Bei diesen Aktionen haben Sie auch Menschen getroffen, die Sie während des Gottesdienstes in der Kirche nie treffen werden. Ärgert es Sie nicht manchmal, wenn Sie sonntags vor nur wenigen Leuten predigen?

Ich sehe mich als Mann der Kirche immer auch als ein Teil des Gemeinwesens. Aber ja, es schmerzt auch, dass sich der Gottesdienst in der Krise befindet, und natürlich würde ich mich über mehr Teilnahme freuen.

Ihre Leidenschaft ist das Theater, sei es als Autor, Regisseur oder Darsteller. Heute Abend feiern Sie mit dem von Ihnen gegründeten Theater TheKiLa Premiere mit dem Stück „20.000 Meilen unter dem Meer“. Ist das die letzte Inszenierung des Theaters der Kirchengemeinde?

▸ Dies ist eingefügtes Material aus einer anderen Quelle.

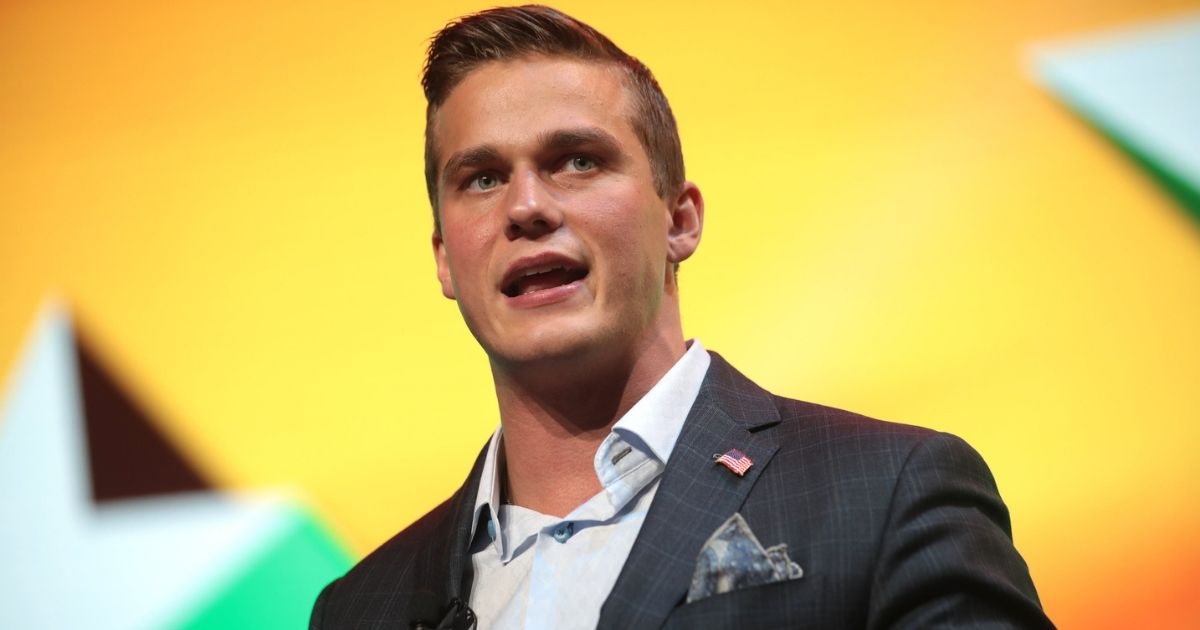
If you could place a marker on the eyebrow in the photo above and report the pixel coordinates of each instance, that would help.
(469, 159)
(553, 141)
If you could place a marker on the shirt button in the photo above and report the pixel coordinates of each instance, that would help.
(564, 532)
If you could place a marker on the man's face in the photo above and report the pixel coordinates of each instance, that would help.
(553, 239)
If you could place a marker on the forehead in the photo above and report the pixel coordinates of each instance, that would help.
(510, 102)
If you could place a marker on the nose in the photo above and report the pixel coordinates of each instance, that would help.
(532, 210)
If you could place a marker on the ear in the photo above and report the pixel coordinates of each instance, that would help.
(439, 255)
(687, 222)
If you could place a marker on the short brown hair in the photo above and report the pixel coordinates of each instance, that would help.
(510, 33)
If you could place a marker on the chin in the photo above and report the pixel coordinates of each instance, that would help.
(552, 343)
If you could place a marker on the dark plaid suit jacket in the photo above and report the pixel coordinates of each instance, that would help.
(894, 526)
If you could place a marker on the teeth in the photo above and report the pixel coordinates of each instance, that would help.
(543, 269)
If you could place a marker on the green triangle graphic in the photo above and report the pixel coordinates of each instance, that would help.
(277, 587)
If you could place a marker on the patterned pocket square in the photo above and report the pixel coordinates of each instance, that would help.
(733, 558)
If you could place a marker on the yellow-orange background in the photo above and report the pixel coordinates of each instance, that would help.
(229, 197)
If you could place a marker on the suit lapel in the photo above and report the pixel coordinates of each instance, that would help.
(694, 497)
(448, 569)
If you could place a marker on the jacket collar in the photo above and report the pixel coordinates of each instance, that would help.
(695, 496)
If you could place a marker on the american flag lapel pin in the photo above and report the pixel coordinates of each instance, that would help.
(735, 460)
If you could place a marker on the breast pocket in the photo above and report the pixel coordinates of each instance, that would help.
(790, 604)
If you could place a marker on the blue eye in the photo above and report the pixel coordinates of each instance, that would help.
(485, 181)
(581, 162)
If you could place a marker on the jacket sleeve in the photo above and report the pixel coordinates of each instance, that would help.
(947, 556)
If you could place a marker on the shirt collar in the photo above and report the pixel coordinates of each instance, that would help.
(652, 425)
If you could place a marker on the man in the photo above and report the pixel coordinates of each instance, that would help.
(636, 479)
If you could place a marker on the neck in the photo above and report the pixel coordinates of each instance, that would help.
(557, 413)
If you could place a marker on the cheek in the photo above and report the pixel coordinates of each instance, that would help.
(630, 234)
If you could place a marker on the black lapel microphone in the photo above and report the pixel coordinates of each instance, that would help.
(457, 617)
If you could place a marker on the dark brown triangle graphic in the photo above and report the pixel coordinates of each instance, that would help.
(127, 455)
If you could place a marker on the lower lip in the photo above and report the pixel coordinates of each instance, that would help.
(545, 297)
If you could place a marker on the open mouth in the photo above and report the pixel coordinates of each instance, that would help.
(543, 277)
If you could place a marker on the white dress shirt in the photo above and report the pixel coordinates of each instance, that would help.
(539, 571)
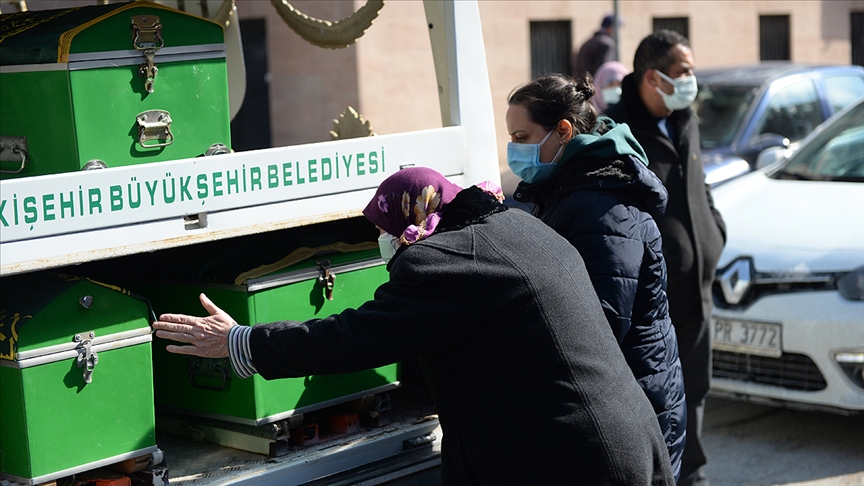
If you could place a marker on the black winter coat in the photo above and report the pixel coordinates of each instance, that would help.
(529, 382)
(693, 230)
(604, 207)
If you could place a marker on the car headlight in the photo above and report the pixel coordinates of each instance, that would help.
(851, 285)
(852, 364)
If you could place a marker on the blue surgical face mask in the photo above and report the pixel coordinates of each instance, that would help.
(388, 244)
(684, 92)
(524, 160)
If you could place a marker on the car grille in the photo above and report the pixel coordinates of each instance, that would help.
(792, 371)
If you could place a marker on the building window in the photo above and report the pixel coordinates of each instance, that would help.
(551, 45)
(856, 24)
(678, 24)
(774, 38)
(250, 129)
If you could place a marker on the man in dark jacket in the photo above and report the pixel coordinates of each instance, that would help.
(529, 382)
(655, 103)
(597, 50)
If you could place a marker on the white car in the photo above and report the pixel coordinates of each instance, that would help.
(788, 322)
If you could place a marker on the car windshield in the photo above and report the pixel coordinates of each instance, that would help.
(720, 110)
(836, 154)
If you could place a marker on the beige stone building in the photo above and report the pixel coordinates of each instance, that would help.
(389, 78)
(295, 90)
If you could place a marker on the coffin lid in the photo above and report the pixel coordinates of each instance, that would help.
(50, 36)
(43, 311)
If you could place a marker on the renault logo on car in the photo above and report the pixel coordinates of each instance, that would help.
(735, 281)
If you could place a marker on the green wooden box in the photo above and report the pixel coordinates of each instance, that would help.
(76, 377)
(207, 387)
(73, 87)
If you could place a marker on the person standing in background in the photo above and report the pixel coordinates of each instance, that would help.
(607, 83)
(588, 178)
(655, 103)
(597, 50)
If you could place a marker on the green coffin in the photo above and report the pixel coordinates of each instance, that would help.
(72, 87)
(207, 387)
(58, 418)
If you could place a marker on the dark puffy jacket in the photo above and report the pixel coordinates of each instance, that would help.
(603, 201)
(528, 381)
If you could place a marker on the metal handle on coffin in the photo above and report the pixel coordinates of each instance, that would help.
(154, 125)
(12, 148)
(208, 368)
(86, 359)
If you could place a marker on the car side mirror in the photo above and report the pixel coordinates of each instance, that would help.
(769, 156)
(768, 140)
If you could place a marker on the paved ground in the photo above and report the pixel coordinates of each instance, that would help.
(754, 445)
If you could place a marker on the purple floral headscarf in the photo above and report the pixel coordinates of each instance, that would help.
(408, 203)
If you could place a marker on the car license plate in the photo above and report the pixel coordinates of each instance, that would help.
(762, 338)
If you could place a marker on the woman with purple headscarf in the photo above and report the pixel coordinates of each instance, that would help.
(527, 377)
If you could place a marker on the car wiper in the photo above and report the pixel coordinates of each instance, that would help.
(782, 174)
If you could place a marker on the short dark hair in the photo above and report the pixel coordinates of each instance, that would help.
(655, 52)
(555, 97)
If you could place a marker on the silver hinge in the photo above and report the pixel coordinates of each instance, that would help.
(87, 358)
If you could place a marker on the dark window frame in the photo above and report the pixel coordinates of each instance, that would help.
(551, 46)
(775, 38)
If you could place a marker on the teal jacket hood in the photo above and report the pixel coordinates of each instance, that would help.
(614, 143)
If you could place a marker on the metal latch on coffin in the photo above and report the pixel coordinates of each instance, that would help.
(154, 125)
(147, 37)
(87, 359)
(208, 368)
(326, 278)
(13, 149)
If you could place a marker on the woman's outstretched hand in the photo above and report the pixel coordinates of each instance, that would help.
(204, 336)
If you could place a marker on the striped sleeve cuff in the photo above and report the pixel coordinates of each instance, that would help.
(239, 352)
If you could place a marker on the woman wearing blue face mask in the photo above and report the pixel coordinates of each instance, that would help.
(588, 180)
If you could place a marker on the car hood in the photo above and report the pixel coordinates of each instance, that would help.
(790, 226)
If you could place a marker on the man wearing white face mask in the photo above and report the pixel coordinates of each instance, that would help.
(655, 103)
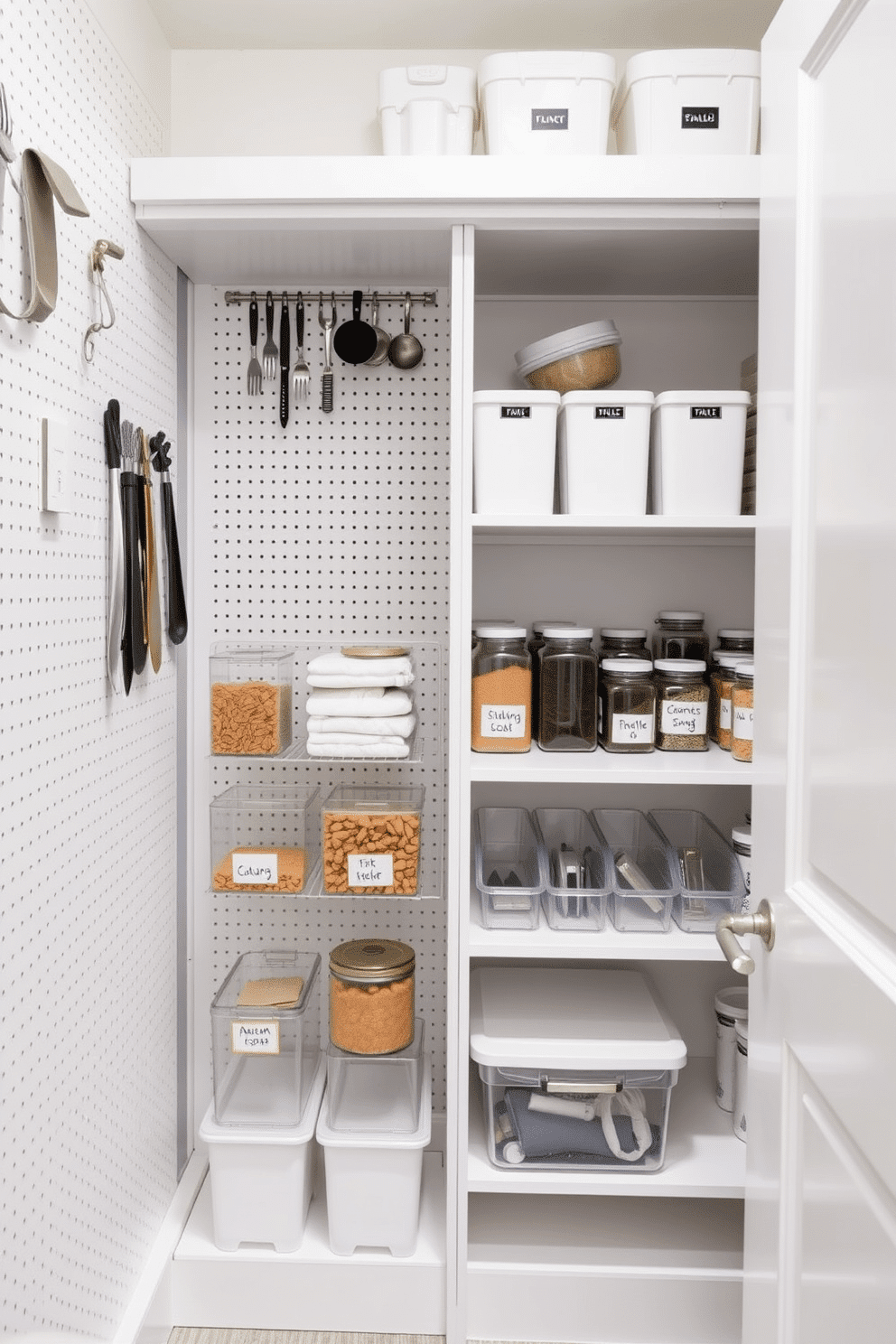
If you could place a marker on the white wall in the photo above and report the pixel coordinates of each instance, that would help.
(88, 882)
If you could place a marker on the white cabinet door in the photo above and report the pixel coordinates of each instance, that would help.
(821, 1207)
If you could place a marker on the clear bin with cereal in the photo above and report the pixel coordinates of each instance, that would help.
(371, 840)
(251, 699)
(371, 997)
(265, 839)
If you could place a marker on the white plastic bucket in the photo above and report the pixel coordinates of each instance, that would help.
(513, 451)
(603, 443)
(700, 101)
(427, 109)
(547, 102)
(697, 453)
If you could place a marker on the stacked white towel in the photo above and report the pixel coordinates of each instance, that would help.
(359, 707)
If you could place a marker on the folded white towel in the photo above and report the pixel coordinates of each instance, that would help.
(379, 749)
(397, 724)
(361, 703)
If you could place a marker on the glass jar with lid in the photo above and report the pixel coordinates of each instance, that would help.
(722, 677)
(617, 643)
(567, 690)
(680, 636)
(628, 705)
(742, 714)
(501, 698)
(683, 705)
(371, 1000)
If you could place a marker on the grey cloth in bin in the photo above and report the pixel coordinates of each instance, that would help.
(565, 1139)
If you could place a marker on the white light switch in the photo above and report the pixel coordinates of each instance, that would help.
(55, 467)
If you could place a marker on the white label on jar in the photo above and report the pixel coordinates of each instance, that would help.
(502, 721)
(684, 718)
(743, 723)
(256, 868)
(254, 1038)
(633, 727)
(369, 870)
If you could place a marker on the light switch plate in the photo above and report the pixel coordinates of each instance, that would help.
(55, 462)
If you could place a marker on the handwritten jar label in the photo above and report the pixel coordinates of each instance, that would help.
(502, 721)
(369, 870)
(633, 727)
(254, 1038)
(256, 868)
(684, 718)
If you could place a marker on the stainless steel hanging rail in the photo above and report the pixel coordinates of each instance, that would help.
(426, 297)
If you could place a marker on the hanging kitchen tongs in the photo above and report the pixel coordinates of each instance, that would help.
(176, 600)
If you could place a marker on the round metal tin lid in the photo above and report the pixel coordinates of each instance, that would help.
(372, 958)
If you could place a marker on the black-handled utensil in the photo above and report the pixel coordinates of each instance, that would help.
(284, 360)
(176, 600)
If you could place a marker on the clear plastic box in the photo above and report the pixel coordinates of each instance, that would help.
(251, 699)
(578, 875)
(708, 873)
(265, 1058)
(372, 840)
(507, 867)
(264, 839)
(377, 1094)
(644, 883)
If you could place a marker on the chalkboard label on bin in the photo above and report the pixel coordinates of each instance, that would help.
(700, 118)
(550, 118)
(254, 1038)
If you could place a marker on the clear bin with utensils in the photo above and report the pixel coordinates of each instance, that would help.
(576, 1068)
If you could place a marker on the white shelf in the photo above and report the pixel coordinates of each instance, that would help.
(705, 1159)
(695, 768)
(609, 945)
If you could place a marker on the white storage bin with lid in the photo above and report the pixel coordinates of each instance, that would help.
(427, 109)
(261, 1178)
(697, 453)
(513, 452)
(699, 101)
(547, 102)
(374, 1181)
(576, 1068)
(603, 448)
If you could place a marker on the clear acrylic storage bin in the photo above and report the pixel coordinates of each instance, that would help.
(507, 867)
(710, 876)
(265, 839)
(644, 883)
(251, 699)
(578, 876)
(377, 1094)
(372, 840)
(265, 1057)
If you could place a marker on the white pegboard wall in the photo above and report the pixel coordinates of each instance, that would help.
(335, 528)
(88, 882)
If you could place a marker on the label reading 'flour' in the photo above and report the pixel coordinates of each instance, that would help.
(254, 1038)
(256, 868)
(369, 870)
(684, 718)
(502, 721)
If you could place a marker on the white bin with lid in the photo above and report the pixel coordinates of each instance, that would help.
(697, 453)
(576, 1068)
(261, 1178)
(427, 109)
(547, 102)
(513, 452)
(603, 443)
(699, 101)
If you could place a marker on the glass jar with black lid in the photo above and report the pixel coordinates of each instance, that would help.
(567, 690)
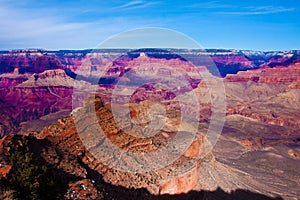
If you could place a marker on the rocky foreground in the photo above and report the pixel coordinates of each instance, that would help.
(60, 146)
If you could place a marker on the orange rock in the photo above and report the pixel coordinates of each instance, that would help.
(182, 184)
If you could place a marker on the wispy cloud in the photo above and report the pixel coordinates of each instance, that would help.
(211, 5)
(258, 10)
(136, 4)
(24, 28)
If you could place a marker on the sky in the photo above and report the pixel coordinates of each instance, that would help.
(80, 24)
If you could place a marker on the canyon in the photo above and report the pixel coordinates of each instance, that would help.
(69, 106)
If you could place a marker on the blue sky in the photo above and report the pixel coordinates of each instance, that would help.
(82, 24)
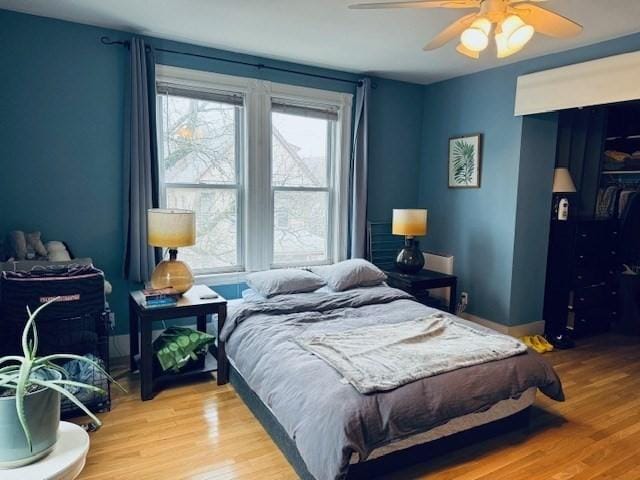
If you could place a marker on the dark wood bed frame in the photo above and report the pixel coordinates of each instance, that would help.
(379, 466)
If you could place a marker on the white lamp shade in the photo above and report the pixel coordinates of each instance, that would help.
(562, 181)
(171, 228)
(409, 222)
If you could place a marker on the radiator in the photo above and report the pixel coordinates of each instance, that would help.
(442, 263)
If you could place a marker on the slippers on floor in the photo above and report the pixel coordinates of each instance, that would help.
(537, 343)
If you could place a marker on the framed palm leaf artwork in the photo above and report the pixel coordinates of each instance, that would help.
(464, 161)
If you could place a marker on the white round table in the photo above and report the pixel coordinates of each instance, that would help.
(65, 462)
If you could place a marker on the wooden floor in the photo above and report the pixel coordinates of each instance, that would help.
(202, 431)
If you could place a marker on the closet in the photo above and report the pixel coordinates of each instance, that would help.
(594, 256)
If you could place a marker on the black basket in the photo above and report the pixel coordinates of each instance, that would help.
(86, 336)
(77, 323)
(80, 291)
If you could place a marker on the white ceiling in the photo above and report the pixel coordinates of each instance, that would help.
(324, 33)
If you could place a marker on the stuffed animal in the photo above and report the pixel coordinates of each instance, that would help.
(57, 251)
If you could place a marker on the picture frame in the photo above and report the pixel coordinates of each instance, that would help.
(465, 161)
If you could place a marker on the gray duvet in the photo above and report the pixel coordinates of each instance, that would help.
(328, 419)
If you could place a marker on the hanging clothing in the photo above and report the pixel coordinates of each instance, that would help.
(630, 231)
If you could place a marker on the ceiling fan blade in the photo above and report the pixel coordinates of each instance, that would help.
(452, 31)
(547, 22)
(419, 4)
(466, 52)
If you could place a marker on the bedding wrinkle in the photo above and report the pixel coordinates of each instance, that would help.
(330, 420)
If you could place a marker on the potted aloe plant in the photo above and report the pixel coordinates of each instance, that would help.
(30, 390)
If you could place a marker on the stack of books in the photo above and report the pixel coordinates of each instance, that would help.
(160, 297)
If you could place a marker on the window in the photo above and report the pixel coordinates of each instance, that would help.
(302, 155)
(263, 165)
(200, 151)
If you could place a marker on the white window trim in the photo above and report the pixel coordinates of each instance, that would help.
(258, 95)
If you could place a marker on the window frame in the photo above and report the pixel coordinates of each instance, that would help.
(237, 186)
(255, 193)
(329, 189)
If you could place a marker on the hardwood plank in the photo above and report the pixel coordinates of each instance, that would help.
(202, 431)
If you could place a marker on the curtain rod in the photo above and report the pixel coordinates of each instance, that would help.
(260, 66)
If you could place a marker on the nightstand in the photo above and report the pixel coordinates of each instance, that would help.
(418, 284)
(141, 320)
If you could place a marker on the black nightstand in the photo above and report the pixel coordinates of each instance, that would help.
(417, 284)
(189, 305)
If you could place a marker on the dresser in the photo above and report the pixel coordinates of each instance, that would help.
(583, 272)
(593, 302)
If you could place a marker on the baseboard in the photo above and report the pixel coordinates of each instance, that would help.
(532, 328)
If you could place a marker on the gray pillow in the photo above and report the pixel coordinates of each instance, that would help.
(287, 280)
(350, 274)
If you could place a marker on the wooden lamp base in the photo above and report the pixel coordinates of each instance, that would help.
(172, 273)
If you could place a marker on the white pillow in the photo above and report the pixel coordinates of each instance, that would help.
(353, 273)
(286, 280)
(250, 295)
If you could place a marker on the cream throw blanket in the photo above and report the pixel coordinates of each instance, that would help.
(384, 357)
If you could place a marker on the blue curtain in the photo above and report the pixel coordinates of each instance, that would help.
(358, 174)
(141, 162)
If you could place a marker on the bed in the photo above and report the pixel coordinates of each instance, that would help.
(326, 428)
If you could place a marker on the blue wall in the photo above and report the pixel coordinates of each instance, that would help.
(61, 135)
(480, 227)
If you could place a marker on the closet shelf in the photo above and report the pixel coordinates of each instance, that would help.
(620, 172)
(623, 137)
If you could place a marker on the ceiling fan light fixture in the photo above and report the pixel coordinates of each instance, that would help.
(476, 37)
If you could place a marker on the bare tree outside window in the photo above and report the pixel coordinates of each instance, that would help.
(200, 165)
(301, 151)
(201, 145)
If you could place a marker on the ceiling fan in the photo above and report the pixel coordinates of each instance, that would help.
(516, 21)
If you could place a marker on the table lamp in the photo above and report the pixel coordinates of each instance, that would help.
(171, 228)
(410, 223)
(562, 185)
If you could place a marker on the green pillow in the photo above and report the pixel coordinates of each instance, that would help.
(177, 345)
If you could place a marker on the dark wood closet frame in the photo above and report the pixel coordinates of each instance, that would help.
(583, 265)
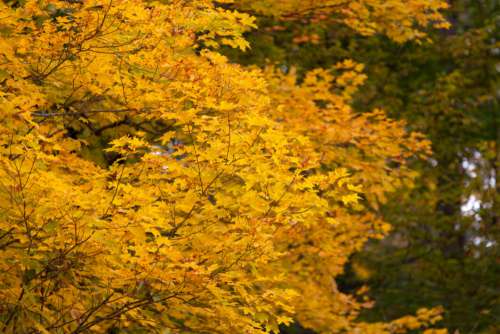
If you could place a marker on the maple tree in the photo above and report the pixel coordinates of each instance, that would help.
(147, 184)
(443, 248)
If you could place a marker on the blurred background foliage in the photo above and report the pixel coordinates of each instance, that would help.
(444, 247)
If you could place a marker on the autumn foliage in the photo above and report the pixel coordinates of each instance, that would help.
(149, 185)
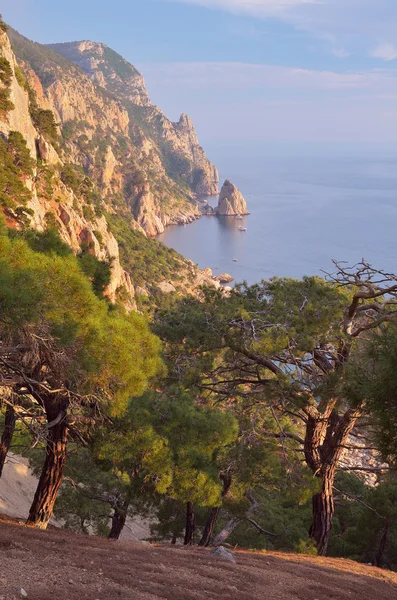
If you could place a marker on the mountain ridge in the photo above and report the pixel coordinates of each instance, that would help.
(91, 172)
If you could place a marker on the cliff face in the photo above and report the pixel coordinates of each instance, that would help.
(82, 166)
(231, 201)
(177, 144)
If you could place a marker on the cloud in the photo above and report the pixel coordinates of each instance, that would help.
(238, 102)
(260, 8)
(385, 51)
(340, 17)
(243, 77)
(340, 52)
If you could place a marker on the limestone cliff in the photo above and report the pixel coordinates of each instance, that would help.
(83, 174)
(231, 201)
(176, 142)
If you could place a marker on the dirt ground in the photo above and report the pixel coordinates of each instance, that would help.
(57, 565)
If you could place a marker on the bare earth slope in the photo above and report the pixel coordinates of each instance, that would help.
(61, 565)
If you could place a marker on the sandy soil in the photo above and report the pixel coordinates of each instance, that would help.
(57, 565)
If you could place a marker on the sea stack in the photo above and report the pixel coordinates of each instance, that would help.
(231, 201)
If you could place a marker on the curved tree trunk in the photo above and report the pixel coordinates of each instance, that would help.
(209, 527)
(51, 476)
(326, 436)
(212, 519)
(323, 512)
(190, 524)
(118, 520)
(6, 438)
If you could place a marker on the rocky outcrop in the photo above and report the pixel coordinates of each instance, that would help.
(224, 278)
(177, 141)
(231, 201)
(17, 119)
(98, 138)
(75, 229)
(107, 68)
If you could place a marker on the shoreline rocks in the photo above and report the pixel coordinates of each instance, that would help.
(231, 201)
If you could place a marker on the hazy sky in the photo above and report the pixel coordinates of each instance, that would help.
(247, 70)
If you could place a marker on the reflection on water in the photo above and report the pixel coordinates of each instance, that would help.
(304, 212)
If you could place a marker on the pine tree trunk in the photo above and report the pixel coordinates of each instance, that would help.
(226, 532)
(212, 519)
(382, 546)
(51, 477)
(190, 524)
(323, 512)
(118, 520)
(209, 527)
(326, 436)
(6, 438)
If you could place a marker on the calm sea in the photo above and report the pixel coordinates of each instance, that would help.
(305, 211)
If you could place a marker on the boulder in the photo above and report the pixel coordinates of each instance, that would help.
(223, 554)
(231, 201)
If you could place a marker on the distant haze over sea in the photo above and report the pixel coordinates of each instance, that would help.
(309, 205)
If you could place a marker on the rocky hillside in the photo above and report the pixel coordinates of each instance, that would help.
(135, 155)
(231, 201)
(74, 156)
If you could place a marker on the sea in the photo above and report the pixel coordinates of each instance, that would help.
(309, 206)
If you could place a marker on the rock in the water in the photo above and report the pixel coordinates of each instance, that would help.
(231, 201)
(224, 278)
(223, 554)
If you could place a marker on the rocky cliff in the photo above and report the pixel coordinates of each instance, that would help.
(71, 157)
(177, 143)
(231, 201)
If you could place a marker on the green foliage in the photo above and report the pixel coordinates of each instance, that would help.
(98, 271)
(109, 351)
(373, 378)
(44, 242)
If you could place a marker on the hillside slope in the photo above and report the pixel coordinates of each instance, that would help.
(58, 564)
(136, 156)
(73, 158)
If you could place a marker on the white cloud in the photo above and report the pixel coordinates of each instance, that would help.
(340, 52)
(234, 102)
(385, 51)
(339, 17)
(243, 76)
(253, 7)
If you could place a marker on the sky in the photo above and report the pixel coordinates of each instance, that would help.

Für mich gibt es kein Leben nach dem Theater, sondern immer nur ein Leben vor dem Theater. Und TheKiLa bin ich ja nicht allein, sondern es ist eine großartige Mischung aus vielen Talenten und engagierten Theaterfreunden. Da ist viel Potenzial und gestalterische Kraft in allen Mitgliedern vorhanden. Ich würde mich freuen, wenn ich auch als Propst einmal zu einer Aufführung als Zuschauer kommen kann. Ich bin zuversichtlich, dass dieser Tag kommen wird.

Sie haben noch ein anderes Projekt maßgeblich angeschoben: den Umbau des Dietrich-Bonhoeffer-Hauses. Was wird jetzt daraus?

Es wird weitergehen und auch erfolgreich umgesetzt werden. Der Kirchenkreis, der Kirchengemeinderat, sie alle sind durchaus in der Lage, dieses Projekt erfolgreich zu Ende zu führen.

Im Mai vergangenen Jahres ist Pastorin Sara Burghoff nach Flensburg gewechselt, Sie werden ab 1. August Ihren Lebensmittelpunkt in Ratzeburg haben. Mit Ulrich Billet hat die evangelische Kirchengemeinde in Lauenburg dann aktuell nur noch einen Pastor. Ist eine Nachfolge für Sie in Sicht?

Dass die dritte Pfarrstelle von Frau Burghoff nicht mehr ausgeschrieben wurde, stand schon im Sommer vergangenen Jahres fest. Inwieweit meine Stelle ausgeschrieben wird, muss noch entschieden werden. Kurzfristig wird aber ein Vertretungspastor oder eine Vertretungspastorin in Lauenburg eingesetzt werden.